Wednesday, March 25, 2020

Blue-winged Olives, Stoneflies and Rising Trout

Last weekend, 3/14 & 3/15, we managed to fish both days.  Saturday in Pennsylvania with a couple of friends, and that Sunday by myself on the South Branch of the Raritan River.  

Both days were typical late winter early spring days; cool, breezy and a mix of bright sun and clouds.  The river on Saturday was crystal clear and slightly lower than normal.  Blue-winged olives hatched in pulses, and tiny midges danced in the air and in the leeward sides of rocks and trees.  Trout rose in  tempo with the insect activity, and after carefullt watching the rises it was apparent that some of the trout were taking the olives, and others were gently sipping in the tiny midges.  The olives were a size 18, and the midges were generously 1/8 inch in length with slender black bodies and clear wisps of wings. It always amazes me that these minute insects have all the parts necessary to create energy to move their legs and also their wings to fly.

As I usually do, I wandered off upstream from the others and found one of my favorite runs with rising fish and free of anglers.  As we had seen in the runs downstream, some of the fish rose to the olives, and others sipped in the midges leaving only a couple of subtle rings as evidence.  Took a few small wild browns on a size #20 simple snowshoe emerger before the rise tailed off and the sun went below the hills.

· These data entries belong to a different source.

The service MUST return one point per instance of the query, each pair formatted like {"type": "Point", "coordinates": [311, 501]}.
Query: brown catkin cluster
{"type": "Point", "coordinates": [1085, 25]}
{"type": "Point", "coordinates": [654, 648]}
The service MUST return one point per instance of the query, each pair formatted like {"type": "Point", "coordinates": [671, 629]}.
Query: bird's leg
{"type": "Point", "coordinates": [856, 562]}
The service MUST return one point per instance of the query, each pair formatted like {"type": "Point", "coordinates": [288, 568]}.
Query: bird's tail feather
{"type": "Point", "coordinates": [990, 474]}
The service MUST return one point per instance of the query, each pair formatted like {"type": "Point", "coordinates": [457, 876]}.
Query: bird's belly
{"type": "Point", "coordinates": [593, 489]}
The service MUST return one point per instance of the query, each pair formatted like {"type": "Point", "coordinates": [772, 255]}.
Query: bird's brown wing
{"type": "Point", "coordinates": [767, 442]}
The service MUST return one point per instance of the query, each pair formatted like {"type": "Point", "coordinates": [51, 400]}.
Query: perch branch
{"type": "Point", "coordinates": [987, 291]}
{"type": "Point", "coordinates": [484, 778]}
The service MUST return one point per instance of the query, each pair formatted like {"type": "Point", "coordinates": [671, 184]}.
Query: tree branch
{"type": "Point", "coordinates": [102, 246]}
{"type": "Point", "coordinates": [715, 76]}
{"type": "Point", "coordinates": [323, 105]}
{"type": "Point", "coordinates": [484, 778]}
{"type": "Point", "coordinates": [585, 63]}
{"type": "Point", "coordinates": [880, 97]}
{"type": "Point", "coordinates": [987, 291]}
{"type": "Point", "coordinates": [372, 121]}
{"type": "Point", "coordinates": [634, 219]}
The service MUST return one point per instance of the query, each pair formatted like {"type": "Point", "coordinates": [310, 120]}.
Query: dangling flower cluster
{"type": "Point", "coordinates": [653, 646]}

On that Sunday I fished close to home, and while the PA stream was a limestone creek, the South Branch is a freestone stream that has an abundance of stoneflies along with mayflies and caddisflies.  I got to the stream mid afternoon, and initially I didn't see many insects in the air or on the water.  So I started out throwing a black woolley bugger at the opposite bank and stripping it back through likely holding water.  I got a few chases and bumps but no hook ups.

Around four o'clock the sun had come out in full force and with that the little black stoneflies appeared.  The females skittered and dropped down to the water to lay their and the trout began to chase them on top.  The breeze helped out to by knocking the clumsy fliers onto the water surface where many struggled before being eaten.  I put on a #14 dark gray caribou caddis and using my 10' 3wt rod and a long leader of 10 feet, I skittered the fly where trout were taking the naturals.  I think it took two casts before I took a stocked holdover rainbow of about 12 inches.

By the time I had to get off the water, I had caught a bunch of stocked rainbows, and one brown of about 10-11 inches, all on this one fly.

Sharpen your hooks and keep your distance.